Alternatively, Noble proposes "… first searching the spectra against a database containing only the irrelevant peptides and eliminating from the data set all spectra that match this ‘garbage’ database with high confidence. The remaining spectra could then be searched against the database of interesting peptides. For stringent FDR thresholds, I believe that this approach is likely to yield slightly better power than the simple strategy proposed here, at the expense of being somewhat more complicated to implement." In fact, this is not at all complicated to do in Mascot. For a batch of files, you can use a Mascot Daemon follow-up search. For interactive searching, just choose Re-search with Non-significant selected.
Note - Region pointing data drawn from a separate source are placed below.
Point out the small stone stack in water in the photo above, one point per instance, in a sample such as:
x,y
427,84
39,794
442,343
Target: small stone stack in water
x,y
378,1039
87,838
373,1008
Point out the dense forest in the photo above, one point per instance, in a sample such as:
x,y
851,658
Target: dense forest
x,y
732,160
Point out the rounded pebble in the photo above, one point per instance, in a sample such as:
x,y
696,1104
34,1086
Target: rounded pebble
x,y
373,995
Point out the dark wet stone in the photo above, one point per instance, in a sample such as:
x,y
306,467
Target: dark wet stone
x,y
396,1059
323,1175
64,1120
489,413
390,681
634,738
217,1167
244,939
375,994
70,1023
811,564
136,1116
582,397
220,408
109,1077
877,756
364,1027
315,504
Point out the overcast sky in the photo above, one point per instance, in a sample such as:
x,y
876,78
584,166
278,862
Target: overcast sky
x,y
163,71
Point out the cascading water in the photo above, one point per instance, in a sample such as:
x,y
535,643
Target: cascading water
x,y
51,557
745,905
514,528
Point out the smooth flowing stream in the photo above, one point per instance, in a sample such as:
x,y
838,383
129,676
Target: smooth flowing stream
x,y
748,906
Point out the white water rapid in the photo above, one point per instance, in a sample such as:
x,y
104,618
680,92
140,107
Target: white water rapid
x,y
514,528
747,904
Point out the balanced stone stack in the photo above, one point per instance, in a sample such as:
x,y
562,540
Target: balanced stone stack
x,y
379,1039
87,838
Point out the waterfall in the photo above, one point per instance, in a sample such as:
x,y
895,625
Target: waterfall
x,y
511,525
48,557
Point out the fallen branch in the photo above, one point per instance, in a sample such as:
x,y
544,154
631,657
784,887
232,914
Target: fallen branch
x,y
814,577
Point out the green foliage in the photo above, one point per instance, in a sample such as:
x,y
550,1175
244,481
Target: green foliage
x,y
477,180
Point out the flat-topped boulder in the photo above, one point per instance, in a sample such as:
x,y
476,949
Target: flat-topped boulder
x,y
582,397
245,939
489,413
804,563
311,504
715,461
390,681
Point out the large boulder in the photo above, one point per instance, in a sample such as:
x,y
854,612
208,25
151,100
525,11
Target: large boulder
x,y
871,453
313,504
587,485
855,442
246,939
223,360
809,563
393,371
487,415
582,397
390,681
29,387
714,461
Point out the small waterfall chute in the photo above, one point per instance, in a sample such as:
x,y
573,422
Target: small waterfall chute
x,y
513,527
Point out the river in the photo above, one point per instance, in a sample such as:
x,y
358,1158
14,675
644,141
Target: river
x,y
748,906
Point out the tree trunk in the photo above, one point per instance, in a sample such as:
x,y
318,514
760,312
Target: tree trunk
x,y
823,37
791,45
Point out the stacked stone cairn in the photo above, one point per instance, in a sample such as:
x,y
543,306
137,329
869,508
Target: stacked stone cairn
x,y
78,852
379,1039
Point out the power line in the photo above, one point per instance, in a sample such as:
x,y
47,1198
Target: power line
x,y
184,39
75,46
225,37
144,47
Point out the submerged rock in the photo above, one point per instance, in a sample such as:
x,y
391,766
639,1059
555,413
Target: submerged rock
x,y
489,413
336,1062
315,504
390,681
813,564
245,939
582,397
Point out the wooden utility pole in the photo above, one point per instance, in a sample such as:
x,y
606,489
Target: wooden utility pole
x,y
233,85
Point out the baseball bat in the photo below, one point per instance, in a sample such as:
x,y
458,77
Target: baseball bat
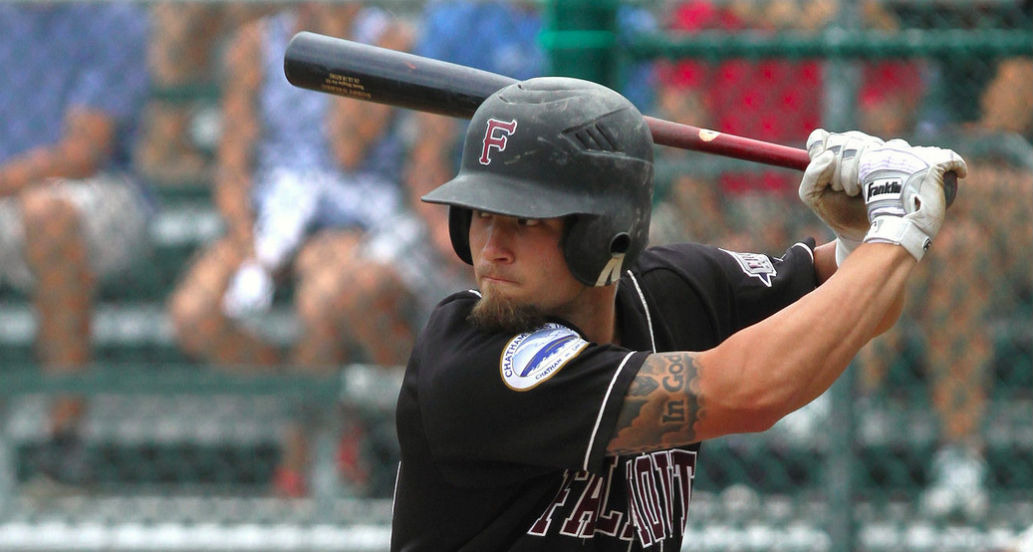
x,y
372,73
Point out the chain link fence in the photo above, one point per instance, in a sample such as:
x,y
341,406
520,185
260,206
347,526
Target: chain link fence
x,y
144,410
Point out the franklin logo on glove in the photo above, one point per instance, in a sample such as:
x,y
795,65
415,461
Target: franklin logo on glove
x,y
884,189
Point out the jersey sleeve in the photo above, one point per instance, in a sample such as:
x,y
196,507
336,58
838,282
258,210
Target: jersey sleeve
x,y
705,294
499,407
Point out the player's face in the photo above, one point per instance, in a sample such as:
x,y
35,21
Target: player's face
x,y
519,261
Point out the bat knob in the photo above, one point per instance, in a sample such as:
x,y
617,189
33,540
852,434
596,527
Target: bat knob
x,y
949,187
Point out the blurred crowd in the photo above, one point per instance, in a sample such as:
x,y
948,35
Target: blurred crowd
x,y
319,195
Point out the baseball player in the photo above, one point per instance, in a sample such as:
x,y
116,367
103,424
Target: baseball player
x,y
562,404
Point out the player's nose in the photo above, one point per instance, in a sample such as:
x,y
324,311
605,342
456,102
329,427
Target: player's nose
x,y
497,235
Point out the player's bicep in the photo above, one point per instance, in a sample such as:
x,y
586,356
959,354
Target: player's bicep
x,y
662,407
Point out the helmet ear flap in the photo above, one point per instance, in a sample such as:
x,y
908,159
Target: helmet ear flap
x,y
459,232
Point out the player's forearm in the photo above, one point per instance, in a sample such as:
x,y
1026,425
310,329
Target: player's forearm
x,y
789,359
824,267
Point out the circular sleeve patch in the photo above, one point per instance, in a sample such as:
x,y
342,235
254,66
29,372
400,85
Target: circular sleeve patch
x,y
532,358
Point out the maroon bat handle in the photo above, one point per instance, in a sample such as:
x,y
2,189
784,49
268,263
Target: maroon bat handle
x,y
695,139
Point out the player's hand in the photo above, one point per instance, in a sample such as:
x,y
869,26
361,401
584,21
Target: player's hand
x,y
831,187
903,191
250,292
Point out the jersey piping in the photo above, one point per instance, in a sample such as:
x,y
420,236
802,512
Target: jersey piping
x,y
602,408
649,318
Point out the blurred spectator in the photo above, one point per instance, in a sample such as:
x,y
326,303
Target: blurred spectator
x,y
976,275
1007,101
71,212
183,56
973,277
302,177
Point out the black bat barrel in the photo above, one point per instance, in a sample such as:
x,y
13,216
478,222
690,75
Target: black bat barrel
x,y
371,73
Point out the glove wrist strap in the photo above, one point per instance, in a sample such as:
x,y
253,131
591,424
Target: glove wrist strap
x,y
901,232
844,246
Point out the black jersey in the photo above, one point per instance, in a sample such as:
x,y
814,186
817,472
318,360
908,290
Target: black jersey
x,y
503,436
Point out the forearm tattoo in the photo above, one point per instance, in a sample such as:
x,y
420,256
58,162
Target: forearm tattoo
x,y
662,405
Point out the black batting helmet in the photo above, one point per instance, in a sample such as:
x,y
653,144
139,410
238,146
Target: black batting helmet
x,y
557,147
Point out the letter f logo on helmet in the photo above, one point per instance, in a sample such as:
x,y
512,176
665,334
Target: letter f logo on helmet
x,y
498,142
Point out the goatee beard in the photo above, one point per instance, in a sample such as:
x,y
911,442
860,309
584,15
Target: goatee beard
x,y
501,314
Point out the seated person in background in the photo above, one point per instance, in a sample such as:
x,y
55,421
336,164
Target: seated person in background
x,y
71,211
302,177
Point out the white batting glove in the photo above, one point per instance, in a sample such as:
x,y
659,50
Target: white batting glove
x,y
833,170
903,188
848,147
250,292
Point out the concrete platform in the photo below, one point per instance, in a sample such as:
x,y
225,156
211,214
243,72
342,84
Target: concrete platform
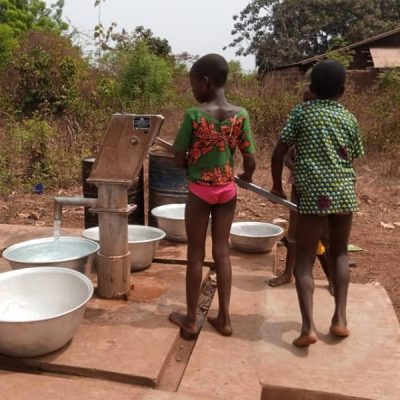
x,y
130,341
23,386
260,354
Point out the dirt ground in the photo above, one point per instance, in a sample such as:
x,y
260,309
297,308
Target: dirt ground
x,y
376,227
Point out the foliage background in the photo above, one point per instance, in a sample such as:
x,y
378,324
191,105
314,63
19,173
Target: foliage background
x,y
55,103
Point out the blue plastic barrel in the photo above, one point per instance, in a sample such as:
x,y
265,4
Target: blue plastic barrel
x,y
167,182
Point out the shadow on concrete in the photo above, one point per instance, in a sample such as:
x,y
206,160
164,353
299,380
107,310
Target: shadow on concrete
x,y
255,327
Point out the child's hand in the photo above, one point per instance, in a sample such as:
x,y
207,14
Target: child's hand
x,y
278,192
246,177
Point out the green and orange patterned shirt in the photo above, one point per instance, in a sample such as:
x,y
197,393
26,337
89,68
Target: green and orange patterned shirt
x,y
211,144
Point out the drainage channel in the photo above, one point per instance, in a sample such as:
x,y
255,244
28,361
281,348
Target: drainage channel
x,y
175,365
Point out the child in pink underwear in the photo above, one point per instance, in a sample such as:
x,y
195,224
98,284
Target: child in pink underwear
x,y
205,145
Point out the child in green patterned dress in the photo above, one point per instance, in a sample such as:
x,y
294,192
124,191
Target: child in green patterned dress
x,y
327,140
205,145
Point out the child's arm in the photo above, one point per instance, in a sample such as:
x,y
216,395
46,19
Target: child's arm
x,y
287,139
247,147
277,160
249,166
289,160
182,142
180,159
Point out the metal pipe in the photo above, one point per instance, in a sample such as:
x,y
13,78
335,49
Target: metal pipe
x,y
59,202
246,185
264,193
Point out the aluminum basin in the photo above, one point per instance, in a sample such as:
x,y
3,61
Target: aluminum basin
x,y
255,237
40,309
66,251
171,219
143,242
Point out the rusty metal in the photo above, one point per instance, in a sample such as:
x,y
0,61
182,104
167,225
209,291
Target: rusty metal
x,y
59,202
118,164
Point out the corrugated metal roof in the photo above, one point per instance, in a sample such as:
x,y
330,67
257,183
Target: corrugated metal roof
x,y
350,47
388,57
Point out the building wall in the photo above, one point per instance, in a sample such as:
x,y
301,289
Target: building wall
x,y
283,77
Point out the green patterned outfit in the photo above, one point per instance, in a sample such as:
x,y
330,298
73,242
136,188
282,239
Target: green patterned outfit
x,y
327,140
211,145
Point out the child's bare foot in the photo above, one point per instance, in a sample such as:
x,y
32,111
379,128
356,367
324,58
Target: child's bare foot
x,y
330,288
189,330
339,331
280,280
223,327
305,339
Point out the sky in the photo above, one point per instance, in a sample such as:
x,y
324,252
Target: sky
x,y
195,26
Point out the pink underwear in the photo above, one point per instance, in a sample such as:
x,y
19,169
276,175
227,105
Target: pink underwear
x,y
219,194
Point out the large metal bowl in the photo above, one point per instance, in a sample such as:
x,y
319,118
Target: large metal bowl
x,y
66,251
40,309
254,237
171,219
143,242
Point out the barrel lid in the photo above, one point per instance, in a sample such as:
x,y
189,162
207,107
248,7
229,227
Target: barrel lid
x,y
158,151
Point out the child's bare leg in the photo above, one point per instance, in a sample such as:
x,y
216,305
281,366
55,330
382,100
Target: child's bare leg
x,y
339,233
309,230
197,218
323,260
222,217
287,275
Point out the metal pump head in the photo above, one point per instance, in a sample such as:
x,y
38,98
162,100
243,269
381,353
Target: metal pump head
x,y
124,147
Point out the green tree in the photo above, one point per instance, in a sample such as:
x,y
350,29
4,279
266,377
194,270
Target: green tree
x,y
144,77
19,16
285,31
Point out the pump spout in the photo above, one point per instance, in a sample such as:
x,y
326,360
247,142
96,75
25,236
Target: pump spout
x,y
59,202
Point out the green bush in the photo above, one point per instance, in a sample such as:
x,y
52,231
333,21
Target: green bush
x,y
144,79
44,75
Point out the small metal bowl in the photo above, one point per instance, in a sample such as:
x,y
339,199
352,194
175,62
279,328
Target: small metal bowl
x,y
171,219
66,251
254,237
143,242
40,309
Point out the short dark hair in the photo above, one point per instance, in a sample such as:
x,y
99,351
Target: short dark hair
x,y
328,78
213,66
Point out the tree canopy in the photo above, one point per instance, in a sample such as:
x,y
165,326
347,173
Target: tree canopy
x,y
18,16
285,31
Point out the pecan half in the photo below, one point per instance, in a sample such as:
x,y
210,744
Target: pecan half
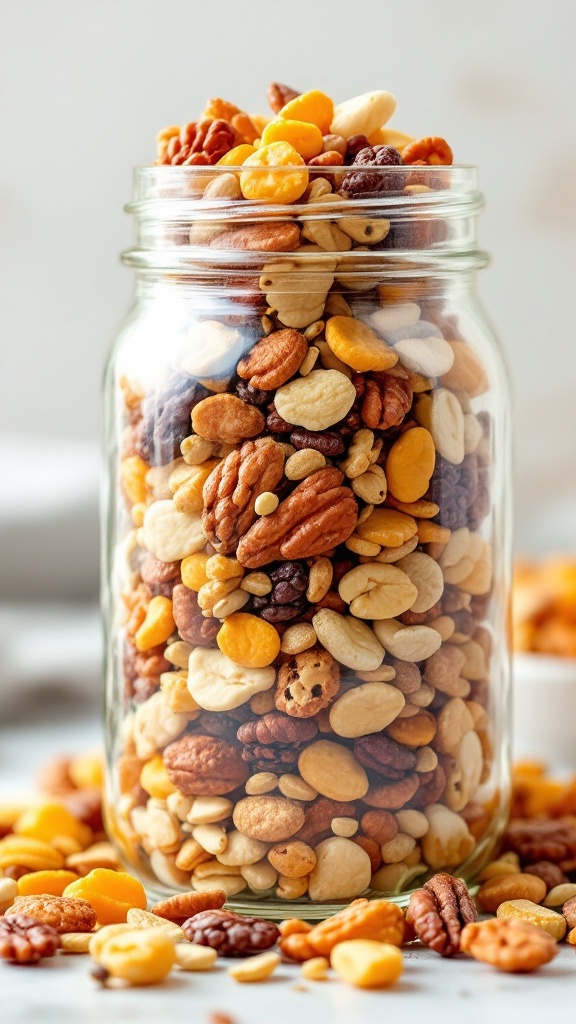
x,y
384,756
317,516
387,397
225,418
232,489
27,940
232,934
274,741
203,766
192,625
274,359
536,840
438,912
198,142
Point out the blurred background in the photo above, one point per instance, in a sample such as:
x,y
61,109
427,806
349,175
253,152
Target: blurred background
x,y
85,88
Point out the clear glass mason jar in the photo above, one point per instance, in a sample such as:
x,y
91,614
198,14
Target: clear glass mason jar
x,y
306,555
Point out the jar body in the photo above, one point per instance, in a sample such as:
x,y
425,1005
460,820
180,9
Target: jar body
x,y
306,582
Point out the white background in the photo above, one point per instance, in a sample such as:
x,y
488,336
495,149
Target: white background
x,y
86,84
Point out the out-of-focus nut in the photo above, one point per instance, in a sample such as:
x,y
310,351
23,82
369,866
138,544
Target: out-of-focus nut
x,y
342,869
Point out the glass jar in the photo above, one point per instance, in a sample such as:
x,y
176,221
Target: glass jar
x,y
306,540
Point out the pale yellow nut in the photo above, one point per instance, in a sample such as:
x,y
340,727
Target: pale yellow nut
x,y
256,968
344,826
560,894
295,788
525,909
302,463
311,357
75,942
298,638
144,919
367,964
220,567
316,969
262,781
233,602
99,938
192,956
141,956
265,503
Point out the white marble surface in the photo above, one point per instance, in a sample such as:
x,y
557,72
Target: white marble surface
x,y
430,991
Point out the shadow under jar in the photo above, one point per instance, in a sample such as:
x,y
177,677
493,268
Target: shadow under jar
x,y
306,541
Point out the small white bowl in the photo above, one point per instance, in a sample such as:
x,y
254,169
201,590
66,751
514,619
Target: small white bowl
x,y
544,710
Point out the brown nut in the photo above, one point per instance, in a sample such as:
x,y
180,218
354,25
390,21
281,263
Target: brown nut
x,y
205,766
183,905
318,515
379,825
233,488
438,912
26,940
506,887
274,359
227,418
293,859
268,818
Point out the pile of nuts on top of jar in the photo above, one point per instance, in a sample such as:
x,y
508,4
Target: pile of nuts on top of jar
x,y
305,654
63,891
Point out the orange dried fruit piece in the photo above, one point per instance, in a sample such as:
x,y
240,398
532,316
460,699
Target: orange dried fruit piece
x,y
264,180
387,527
305,138
410,464
111,894
49,820
248,640
48,883
357,345
236,157
193,570
313,107
23,851
157,626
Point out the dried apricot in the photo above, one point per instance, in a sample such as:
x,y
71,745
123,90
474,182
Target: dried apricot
x,y
314,107
273,185
305,138
112,894
45,883
248,640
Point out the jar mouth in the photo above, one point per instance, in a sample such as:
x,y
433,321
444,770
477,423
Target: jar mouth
x,y
424,211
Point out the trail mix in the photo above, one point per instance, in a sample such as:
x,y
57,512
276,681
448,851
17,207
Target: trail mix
x,y
63,892
306,559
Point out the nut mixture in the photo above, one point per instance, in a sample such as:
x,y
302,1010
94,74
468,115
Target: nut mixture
x,y
305,554
190,931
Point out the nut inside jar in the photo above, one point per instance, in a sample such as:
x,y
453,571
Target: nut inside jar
x,y
303,632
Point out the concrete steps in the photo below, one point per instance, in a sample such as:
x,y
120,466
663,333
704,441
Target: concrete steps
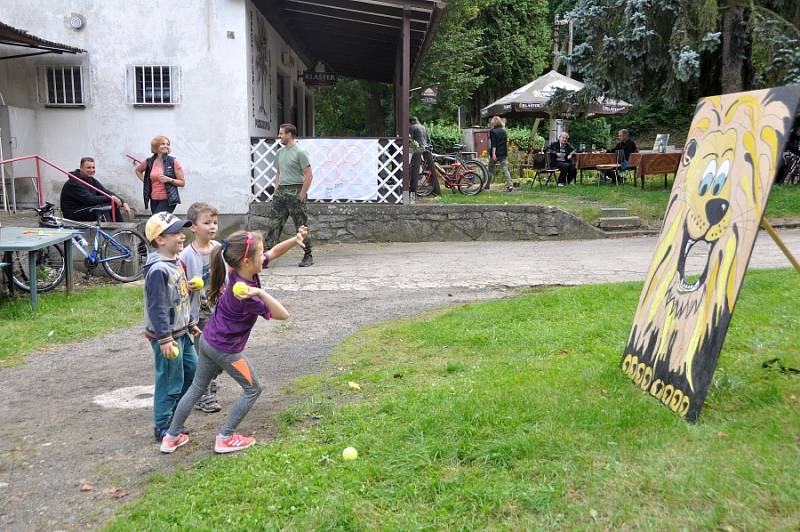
x,y
616,222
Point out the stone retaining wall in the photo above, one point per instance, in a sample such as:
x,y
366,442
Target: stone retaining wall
x,y
348,222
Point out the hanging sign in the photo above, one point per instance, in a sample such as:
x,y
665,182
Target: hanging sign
x,y
314,78
429,95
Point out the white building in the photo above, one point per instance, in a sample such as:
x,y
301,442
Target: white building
x,y
210,74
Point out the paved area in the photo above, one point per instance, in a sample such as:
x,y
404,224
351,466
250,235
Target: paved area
x,y
56,439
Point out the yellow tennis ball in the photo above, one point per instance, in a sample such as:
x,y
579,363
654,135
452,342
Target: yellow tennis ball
x,y
240,289
174,351
350,453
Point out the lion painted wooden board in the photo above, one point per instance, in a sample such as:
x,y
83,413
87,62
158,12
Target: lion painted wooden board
x,y
717,201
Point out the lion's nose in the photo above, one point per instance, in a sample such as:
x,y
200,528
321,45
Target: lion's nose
x,y
715,210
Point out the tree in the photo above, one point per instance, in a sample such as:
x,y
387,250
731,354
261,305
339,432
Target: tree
x,y
683,49
454,61
354,108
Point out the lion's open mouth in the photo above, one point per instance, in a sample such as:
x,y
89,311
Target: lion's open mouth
x,y
693,262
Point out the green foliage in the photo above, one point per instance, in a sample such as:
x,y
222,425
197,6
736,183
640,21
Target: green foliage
x,y
651,114
454,61
521,137
506,416
444,137
590,132
516,36
633,49
353,108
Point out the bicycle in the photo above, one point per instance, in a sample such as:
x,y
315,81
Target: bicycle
x,y
123,253
457,177
471,165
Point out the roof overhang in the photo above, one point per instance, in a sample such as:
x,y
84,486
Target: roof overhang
x,y
354,38
11,36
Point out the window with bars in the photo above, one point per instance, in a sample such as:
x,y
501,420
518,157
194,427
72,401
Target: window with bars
x,y
63,86
154,85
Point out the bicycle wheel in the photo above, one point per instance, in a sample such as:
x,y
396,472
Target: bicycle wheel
x,y
470,184
124,255
425,185
50,268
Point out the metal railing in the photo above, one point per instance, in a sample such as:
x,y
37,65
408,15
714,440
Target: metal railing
x,y
39,159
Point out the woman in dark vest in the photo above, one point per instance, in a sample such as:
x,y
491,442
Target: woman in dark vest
x,y
162,175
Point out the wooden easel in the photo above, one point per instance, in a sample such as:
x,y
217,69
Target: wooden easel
x,y
774,234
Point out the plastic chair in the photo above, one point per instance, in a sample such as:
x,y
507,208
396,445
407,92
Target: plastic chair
x,y
541,163
615,169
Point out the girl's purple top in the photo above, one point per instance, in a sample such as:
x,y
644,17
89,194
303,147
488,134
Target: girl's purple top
x,y
233,319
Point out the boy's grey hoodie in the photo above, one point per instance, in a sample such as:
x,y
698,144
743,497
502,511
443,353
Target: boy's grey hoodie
x,y
166,298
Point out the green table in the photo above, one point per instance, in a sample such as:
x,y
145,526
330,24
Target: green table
x,y
30,239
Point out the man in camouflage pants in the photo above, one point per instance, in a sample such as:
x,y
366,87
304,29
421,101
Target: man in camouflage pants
x,y
291,189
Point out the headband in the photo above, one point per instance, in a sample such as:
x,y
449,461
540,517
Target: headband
x,y
247,246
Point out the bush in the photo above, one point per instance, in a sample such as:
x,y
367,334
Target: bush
x,y
521,138
443,137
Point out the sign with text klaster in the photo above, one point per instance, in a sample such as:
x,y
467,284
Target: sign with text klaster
x,y
311,77
430,95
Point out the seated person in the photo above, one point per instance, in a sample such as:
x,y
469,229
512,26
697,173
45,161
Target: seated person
x,y
627,146
562,156
789,164
78,199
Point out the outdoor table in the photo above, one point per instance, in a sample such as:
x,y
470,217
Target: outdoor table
x,y
589,161
652,162
31,239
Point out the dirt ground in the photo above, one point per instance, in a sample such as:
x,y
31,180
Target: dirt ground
x,y
67,463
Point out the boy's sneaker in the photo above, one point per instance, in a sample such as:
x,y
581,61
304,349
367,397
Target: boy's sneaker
x,y
308,260
208,404
233,443
169,444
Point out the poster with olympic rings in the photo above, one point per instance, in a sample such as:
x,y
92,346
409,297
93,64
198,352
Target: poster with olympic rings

A more serious issue, which Noble doesn’t discuss, is the composition of the dataset. If the spectra are 90% plasmodium and 10% human, searching a plasmodium-only database will almost certainly give better sensitivity. But, if the spectra are 10% plasmodium and 90% human, the sensitivity may appear to get worse. For example, here are the counts of significant PSMs at 1% FDR for searching an Orbitrap dataset that is approx 90% vaccinia and 10% bovine against SwissProt (Vaccinia virion data courtesy Paul Gershon, Department of Molecular Biology & Biochemistry, UC-Irvine):

taxonomy database entries target PSMs decoy PSMs FDR
mammalia plus viruses 82,973 11,525 115 1.00%
viruses 16,602 14,266 142 1.00%
mammalia 66,371 453 4 0.88%

If we are interested in the vaccinia proteins, there is clearly a substantial gain in sensitivity by searching with a taxonomy of viruses. If we are interested in the bovine proteins, it isn’t immediately obvious whether the search with a taxonomy of mammalia has done better or worse than the wider search. In fact, the sensitivity is substantially worse for the narrower search, as can be seen from the counts of significant target PSMs for individual proteins:

accession mammalia plus viruses mammalia-only
HSP7C_BOVIN 107 74
RS27A_BOVIN 49 23
TBB5_BOVIN 17 13
RAB7A_BOVIN 14 9
ALBU_BOVIN 9 6
EF1A1_BOVIN 5 3

In general terms, if you can narrow the search space and retain most of the true matches, the sensitivity at a given FDR is likely to improve. This could be by narrowing the database, as illustrated by Noble’s examples, or it could equally well be by narrowing the mass tolerance or dropping variable modifications. On the other hand, if you narrow the search space and discard most of the true matches, the sensitivity at a given FDR is likely to get worse, as shown by the vaccinia / bovine numbers.

Removing the vaccinia target sequences removes all of the true, vaccinia PSMs from the target count. The score distribution for the decoy PSMs is shifted lower, because the database is smaller, but this is a marginal effect. In order to achieve 1% FDR for the small count of true bovine PSMs, the threshold has to be raised very high, to reject a larger number of decoy matches, so that the apparent sensitivity becomes worse.

The Mascot scores of the true bovine PSMs are the same in the mammalia-only search as in the mammalia plus viruses search, and the expect values (or p values or PEPs) for individual target PSMs are slightly better, because the search space is smaller. In this sense, the matches are no less reliable. The apparent loss of sensitivity is a consequence of FDR being a very simple yardstick. Unfortunately, it is the generally accepted measure for quality control, and you might have a hard job getting results with a very high FDR published.

Keywords: ,

2 comments on “Search only for peptides we care about?

  1. susan on said:

    after reading this post, I want to say that, we can only focus on one thing when we are doing a common thing. however, there is no connection with experiment. we have to consider many factors when we are doing experiment, or we will miss many factors. many inventions came from incident. because scientists consider many aspects of their work.

  2. Steven Harrison on said:

    Is the reason for specializing a search for peptides because of a hypothetical time restraint? Is it that a person may need to search for specific peptides, and being out of time or resources, they’d have to prioritize? I assume that with enough time and resources, you could do both a generalized search and a specialized one. But I don’t know what it takes to do one of these tests.